タイヤ【Schwalbe Pro One(チューブレス):WTOとの相性良く、全然パンクしないし、乗り心地も良いし、もうチューブレス最高。

コンポーネント【Campagnolo Chorus, Record, Super Recordミックス】:WilierにはCampyが似合うんです。

パワーメーター【Power2Max Type-NG】:格好良さが群を抜くパワーメーター。精度も優秀。

サドル【S-Works Power:サドルはこれ以外は考えられません。股間の痛みがなくなりました。

バーテープ【Arundel Synth Gecko】:フレームの自己主張が強いので、バーテープはシンプルに黒。メーカーにこだわりはありませんが、適度にグリップのあるアランデルを巻いています。

ペダル【TIME XPRESSO 10】:脱着しやすく膝に優しいフロート機構を備えたタイム。

プーリー【CeramicSpeed:楕円リングの変速性能を上げるために導入したビッグプーリー(ただしリングは最近真円に戻しました)。実感値は少ないものの、回転抵抗が少しだけ抑えられる最近流行のアップデートです。

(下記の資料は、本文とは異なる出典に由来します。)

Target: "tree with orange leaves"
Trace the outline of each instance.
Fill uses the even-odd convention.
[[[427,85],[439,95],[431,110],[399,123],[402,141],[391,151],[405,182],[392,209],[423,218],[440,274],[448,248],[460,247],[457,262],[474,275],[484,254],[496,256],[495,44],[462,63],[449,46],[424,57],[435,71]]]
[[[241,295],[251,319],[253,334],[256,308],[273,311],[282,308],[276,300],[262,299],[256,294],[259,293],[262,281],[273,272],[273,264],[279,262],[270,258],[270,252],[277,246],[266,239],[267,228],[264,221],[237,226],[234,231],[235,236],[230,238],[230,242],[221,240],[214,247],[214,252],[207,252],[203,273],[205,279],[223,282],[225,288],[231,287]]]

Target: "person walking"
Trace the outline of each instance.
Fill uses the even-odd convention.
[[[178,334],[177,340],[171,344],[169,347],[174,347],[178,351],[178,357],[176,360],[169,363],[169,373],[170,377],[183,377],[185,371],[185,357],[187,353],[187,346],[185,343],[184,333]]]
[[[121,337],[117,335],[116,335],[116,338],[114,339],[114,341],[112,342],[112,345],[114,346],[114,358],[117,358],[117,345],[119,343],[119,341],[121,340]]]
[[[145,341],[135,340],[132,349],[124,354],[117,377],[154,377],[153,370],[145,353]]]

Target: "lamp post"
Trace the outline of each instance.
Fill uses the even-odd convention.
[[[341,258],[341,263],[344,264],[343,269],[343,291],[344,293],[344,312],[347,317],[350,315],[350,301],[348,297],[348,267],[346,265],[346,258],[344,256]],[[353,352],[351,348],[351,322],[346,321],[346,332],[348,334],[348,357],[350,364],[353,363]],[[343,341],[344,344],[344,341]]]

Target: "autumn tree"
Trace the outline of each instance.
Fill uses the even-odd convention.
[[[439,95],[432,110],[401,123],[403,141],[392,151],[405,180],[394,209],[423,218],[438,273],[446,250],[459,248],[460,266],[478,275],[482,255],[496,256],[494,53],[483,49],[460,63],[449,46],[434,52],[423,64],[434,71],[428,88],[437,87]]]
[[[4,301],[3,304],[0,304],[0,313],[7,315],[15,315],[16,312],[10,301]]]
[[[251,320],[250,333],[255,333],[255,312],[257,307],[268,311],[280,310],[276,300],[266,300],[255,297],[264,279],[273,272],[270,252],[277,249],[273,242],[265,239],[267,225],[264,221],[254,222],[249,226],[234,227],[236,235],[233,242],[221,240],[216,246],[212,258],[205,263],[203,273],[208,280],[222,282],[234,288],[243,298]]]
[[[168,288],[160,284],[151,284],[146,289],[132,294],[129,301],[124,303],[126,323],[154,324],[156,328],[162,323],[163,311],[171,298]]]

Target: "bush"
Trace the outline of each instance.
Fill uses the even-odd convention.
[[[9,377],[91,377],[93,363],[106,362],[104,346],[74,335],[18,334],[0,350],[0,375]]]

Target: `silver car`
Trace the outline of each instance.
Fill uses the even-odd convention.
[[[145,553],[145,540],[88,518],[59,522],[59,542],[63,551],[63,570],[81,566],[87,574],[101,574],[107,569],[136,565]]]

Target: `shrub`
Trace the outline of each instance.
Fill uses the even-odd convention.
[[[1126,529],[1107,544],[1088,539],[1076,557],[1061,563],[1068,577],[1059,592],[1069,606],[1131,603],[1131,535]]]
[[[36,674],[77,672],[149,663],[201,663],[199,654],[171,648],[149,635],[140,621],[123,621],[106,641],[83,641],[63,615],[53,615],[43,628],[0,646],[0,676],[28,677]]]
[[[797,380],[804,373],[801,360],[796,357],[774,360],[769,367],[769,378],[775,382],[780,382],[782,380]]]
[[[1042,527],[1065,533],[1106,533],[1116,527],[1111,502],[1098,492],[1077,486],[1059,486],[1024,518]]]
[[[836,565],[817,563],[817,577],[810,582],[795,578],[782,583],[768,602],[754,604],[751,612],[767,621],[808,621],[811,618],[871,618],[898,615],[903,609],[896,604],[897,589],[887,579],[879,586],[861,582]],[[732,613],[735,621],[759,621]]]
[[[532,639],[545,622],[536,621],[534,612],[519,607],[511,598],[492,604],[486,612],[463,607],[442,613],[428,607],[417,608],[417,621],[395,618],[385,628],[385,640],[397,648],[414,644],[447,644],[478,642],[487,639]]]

いろいろと機材を試してきて、盆栽はこれでほぼ完成と思える状態になりました。まだまだCento10を乗り続けますが、次のメインバイクはディスクブレーキモデルにするため、今からどのモデルにするか、わくわくしながら探しています。

ちなみにこのバイクは、目黒にある「プントロッソ東京」というウィリエールコンセプトストアで組んでもらっています。フレンドリーで技術力が高いので、ウィリエールを購入する際にはおすすめなお店。
関東にお住まいで検討されている方はぜひ行ってみてください。

ガリガリ君、Coolish、アイスコーヒー。

長い梅雨が終わり、今年の短い夏が開かれました。
やっと太陽の下で走れることに喜びを感じるとともに、暑すぎる世界に頭を垂れるしかないのも事実。
でも猛暑の中で「暑い暑い」と言いながら走るライドって意外と楽しくて、いつまでも思い出として残ります。
こまめな休憩&ガリガリ君で体温を調整しながら、無理のない範囲でライドを楽しみたいと思います。